A separate commentary segment in the provided text argued that currency depreciation can reduce effective returns for overseas investors, citing an example that the Nifty 50 delivered 60% returns in INR terms over five years while the INR fell roughly 30% over the same period, implying about 30% effective returns in dollar terms. The same segment claimed that forex reserves are depleting and that forex stability is a structural issue, alongside concerns on growth. These remarks were presented as opinionated context rather than official market data.

Key numbers at a glance

IndicatorFigureContext in the report
FPIs’ share of listed equities22% to 24% earlier, now about 14%Pandey on “Indianisation of ownership”
IPOs366Pandey said India had 366 IPOs last year
DII inflow₹6,748.13 croreDIIs bought for the 11th straight session
FII sellingOver ₹29,000 croreFIIs net sellers since beginning of 2026
Crude oilPast $115 per barrelCited during a nearly 3% intraday slide
NSE investor baseOver 12.7 crore investorsChauhan on participation
Unique investors in IndiaOver 140 millionPandey on widening investor base
Individuals + domestic mutual fundsAbout 36%Share of Nifty 50 free-float market cap
Nifty financials weightAbout 38% (end of Feb-2025)Up from around 21% at launch
NSE listed market capExceeds 130% of GDPVersus around 35% in FY95

What the developments mean for investors and issuers

The central thread from both Sebi and NSE leadership is that the market’s shock-absorption capacity is improving as domestic institutions and retail investors take a larger role. Lower dependence on foreign flows does not eliminate volatility, but it can soften the impact of global risk events and sustained selling by overseas investors. The scale of participation, including the NSE’s investor count and the rising domestic share in Nifty’s free-float, points to deeper market plumbing than in prior cycles. At the same time, the reports link near-term stress to external drivers such as geopolitics and crude oil.

What to watch next

Chauhan said the NSE plans to appoint investment bankers this month for its initial public offering. For markets, the key near-term variables highlighted in the material remain foreign flow direction, crude prices and the pace at which volatility from West Asia tensions eases. Sebi’s consistent message is to avoid panic and focus on how domestic capital and market structure have evolved to handle shocks.
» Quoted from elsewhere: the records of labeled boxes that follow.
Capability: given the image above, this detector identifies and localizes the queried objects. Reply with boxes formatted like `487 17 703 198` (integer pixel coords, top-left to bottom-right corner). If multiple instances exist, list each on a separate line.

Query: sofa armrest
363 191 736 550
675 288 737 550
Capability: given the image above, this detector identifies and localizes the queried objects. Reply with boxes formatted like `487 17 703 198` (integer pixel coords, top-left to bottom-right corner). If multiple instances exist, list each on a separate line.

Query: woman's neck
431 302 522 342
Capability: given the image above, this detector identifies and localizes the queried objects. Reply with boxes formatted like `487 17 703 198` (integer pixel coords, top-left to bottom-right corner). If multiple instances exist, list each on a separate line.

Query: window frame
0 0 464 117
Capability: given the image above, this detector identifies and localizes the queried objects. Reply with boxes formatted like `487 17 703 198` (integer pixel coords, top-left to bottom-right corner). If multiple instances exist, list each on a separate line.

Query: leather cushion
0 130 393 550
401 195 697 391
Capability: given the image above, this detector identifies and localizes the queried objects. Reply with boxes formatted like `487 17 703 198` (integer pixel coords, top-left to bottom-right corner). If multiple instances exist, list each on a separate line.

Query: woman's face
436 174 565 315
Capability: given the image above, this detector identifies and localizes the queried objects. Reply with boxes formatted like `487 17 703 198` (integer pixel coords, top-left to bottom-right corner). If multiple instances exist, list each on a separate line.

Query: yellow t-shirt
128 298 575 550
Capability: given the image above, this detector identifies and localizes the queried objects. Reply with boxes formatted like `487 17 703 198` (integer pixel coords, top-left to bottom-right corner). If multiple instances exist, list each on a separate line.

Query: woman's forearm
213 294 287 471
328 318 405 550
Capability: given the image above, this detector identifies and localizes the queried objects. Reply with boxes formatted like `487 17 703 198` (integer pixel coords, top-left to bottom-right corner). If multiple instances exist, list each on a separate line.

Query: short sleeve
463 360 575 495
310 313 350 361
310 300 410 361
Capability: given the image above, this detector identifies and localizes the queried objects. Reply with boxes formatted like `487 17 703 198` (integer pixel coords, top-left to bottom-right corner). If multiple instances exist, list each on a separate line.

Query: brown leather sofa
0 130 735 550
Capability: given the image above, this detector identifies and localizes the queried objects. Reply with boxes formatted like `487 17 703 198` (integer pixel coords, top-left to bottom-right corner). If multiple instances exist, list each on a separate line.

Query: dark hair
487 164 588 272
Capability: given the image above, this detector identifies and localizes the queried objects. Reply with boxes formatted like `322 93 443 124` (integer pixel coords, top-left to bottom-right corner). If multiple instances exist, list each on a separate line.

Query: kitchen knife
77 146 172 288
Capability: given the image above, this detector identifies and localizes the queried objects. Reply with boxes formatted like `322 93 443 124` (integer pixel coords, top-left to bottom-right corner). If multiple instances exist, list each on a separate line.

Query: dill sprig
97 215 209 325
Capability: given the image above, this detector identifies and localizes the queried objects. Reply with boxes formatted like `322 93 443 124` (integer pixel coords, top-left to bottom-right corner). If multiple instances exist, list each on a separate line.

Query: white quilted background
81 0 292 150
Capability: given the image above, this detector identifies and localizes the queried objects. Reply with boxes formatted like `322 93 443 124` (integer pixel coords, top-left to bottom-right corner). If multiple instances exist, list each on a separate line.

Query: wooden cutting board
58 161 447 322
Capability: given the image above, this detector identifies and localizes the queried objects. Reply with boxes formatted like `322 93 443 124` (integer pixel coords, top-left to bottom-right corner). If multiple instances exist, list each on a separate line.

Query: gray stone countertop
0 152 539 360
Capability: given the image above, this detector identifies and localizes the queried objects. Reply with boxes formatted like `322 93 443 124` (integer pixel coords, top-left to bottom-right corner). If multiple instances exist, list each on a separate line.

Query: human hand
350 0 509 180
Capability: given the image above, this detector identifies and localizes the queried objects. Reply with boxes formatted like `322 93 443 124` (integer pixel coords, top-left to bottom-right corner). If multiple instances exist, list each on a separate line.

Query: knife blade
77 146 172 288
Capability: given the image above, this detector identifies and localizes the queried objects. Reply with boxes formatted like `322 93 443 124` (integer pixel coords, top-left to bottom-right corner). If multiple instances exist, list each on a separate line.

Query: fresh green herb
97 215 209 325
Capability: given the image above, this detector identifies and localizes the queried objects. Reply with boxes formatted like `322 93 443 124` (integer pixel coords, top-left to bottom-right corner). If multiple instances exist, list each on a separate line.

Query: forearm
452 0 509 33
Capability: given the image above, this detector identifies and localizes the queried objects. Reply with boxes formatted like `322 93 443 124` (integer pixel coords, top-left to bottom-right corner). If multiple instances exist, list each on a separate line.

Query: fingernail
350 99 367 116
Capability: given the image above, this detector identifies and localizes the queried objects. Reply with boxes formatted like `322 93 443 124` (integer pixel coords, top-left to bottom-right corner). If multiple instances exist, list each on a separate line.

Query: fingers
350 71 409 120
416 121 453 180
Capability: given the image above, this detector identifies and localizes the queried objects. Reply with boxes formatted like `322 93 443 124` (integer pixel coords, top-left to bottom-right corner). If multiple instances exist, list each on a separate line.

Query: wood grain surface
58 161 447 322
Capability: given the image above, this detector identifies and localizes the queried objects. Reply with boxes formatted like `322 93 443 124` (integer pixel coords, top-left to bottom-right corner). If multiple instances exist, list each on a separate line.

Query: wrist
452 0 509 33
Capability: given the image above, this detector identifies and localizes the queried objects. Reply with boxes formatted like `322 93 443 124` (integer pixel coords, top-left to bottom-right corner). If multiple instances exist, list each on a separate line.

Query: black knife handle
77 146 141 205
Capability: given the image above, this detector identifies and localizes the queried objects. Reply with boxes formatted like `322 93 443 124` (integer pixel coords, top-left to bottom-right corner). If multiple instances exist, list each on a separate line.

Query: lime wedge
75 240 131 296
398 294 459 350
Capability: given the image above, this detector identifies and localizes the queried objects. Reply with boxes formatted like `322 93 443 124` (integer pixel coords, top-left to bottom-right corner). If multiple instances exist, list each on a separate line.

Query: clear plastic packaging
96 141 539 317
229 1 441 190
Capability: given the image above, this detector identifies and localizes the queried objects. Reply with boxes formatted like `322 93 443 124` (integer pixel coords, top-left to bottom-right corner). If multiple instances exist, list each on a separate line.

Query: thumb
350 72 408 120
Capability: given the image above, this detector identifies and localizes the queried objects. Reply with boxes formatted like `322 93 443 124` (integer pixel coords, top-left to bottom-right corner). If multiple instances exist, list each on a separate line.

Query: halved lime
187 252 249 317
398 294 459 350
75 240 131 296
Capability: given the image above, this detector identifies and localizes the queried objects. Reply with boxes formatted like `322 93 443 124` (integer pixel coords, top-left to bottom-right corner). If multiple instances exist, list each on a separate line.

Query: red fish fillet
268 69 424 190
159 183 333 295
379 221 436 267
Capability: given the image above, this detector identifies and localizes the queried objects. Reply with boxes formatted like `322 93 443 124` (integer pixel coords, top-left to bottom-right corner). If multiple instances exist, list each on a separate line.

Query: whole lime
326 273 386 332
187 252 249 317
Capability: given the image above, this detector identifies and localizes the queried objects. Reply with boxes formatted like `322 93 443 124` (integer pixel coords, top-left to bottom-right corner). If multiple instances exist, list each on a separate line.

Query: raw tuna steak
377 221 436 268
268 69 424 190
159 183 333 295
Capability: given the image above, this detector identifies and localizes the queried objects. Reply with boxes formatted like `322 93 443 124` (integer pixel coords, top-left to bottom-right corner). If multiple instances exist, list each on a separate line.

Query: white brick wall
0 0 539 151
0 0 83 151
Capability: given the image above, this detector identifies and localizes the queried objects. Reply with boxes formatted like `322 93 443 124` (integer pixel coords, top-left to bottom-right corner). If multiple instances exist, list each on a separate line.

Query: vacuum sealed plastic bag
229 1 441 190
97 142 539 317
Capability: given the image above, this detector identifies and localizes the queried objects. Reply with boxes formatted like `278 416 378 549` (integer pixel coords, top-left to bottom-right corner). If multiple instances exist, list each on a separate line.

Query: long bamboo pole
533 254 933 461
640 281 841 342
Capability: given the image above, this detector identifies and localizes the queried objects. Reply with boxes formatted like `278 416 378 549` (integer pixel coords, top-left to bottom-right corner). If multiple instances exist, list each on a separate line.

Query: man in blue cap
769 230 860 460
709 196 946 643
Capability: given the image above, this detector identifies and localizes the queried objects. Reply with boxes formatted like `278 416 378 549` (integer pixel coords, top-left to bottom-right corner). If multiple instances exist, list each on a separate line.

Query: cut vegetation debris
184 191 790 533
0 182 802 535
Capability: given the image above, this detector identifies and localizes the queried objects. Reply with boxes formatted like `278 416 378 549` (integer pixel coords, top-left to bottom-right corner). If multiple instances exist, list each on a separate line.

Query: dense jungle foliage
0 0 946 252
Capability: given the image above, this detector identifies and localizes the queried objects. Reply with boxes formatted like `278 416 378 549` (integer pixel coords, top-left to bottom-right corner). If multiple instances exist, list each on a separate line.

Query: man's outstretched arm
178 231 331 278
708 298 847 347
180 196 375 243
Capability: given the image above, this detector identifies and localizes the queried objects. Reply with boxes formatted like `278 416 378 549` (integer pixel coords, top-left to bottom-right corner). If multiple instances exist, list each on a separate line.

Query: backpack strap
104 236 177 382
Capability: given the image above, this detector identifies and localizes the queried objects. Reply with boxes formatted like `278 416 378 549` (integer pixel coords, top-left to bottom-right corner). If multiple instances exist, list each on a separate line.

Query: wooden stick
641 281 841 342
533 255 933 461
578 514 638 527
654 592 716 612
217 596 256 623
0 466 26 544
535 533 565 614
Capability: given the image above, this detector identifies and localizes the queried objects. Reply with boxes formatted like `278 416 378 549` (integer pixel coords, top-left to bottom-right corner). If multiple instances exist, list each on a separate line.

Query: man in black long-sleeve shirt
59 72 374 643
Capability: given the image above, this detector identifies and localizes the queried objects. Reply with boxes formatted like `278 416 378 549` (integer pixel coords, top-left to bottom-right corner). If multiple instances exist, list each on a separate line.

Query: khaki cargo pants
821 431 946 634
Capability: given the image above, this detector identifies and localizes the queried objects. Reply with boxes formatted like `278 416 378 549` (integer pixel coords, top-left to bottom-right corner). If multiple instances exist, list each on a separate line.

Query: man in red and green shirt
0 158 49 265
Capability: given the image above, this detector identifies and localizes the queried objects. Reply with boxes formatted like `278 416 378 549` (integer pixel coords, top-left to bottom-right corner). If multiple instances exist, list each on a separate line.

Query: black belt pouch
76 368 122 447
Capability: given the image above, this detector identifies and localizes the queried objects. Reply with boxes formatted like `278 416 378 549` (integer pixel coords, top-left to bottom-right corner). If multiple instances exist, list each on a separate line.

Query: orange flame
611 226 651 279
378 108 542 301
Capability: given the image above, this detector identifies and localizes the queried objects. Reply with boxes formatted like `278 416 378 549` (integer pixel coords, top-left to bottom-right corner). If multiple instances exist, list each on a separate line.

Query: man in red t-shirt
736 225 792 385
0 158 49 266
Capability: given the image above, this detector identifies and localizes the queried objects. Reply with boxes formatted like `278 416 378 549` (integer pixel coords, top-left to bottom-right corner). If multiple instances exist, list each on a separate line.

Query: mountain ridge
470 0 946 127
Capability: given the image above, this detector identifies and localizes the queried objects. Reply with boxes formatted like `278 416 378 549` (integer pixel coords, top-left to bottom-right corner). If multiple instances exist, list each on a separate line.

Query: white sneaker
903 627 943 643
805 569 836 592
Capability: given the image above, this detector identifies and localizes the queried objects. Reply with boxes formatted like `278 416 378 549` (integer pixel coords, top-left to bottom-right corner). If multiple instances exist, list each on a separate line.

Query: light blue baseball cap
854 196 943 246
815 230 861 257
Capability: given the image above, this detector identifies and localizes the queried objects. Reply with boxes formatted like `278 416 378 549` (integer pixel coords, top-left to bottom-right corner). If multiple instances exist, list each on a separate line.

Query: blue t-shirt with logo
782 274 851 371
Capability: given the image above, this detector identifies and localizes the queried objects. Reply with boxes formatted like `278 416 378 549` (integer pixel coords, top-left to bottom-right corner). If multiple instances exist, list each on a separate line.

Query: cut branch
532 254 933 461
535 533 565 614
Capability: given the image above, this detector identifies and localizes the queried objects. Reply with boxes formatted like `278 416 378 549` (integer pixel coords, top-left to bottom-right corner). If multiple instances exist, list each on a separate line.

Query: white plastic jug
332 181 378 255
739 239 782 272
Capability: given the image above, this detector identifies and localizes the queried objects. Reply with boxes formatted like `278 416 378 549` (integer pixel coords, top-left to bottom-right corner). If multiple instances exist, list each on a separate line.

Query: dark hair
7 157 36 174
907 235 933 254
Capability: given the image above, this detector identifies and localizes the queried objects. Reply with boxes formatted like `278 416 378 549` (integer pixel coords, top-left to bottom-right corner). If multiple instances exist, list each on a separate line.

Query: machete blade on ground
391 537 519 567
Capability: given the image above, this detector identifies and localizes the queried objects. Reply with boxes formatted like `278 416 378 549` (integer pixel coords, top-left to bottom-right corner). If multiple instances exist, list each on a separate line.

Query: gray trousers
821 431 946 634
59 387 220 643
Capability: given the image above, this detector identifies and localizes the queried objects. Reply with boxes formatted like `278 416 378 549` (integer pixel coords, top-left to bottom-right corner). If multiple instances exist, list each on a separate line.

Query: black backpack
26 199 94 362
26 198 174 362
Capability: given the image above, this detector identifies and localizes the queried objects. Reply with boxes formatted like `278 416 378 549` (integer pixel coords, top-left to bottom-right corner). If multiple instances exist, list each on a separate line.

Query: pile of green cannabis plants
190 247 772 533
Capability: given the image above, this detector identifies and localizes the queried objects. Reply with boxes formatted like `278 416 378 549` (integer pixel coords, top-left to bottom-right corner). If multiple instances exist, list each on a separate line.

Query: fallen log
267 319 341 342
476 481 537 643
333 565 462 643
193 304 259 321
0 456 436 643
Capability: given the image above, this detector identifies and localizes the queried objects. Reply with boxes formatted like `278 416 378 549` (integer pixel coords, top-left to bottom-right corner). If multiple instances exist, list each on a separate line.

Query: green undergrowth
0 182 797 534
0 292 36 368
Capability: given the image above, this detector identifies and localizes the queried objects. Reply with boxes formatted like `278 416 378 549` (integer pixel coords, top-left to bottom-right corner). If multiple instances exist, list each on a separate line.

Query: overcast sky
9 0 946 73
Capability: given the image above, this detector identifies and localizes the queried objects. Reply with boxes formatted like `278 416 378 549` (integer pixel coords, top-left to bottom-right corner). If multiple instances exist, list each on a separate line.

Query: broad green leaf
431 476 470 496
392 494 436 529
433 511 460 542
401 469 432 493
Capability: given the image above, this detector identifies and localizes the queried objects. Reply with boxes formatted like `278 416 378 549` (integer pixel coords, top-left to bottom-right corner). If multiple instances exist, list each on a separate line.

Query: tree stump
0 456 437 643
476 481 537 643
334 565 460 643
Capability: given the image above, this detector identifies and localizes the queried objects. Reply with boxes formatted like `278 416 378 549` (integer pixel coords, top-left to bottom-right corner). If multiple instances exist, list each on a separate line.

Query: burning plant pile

Frequently Asked Questions

He said disciplined domestic investors, regulatory reforms and wider participation from smaller cities and states are helping Indian markets withstand global uncertainty and volatility.
Pandey said FPIs once held 22% to 24% of listed equities, which has now come down to about 14%, with domestic institutions replacing that share.
Pandey said individuals and domestic mutual funds together hold about 36% of the free-float market capitalisation of Nifty 50 companies.
The material cited FIIs selling over ₹29,000 crore of equities since the beginning of 2026, while DIIs recorded inflows of ₹6,748.13 crore in an eleventh straight buying session.
He said markets were not at risk, margin payments were being made on time, filters were in place and liquidity was stable, while identifying oil as the main concern.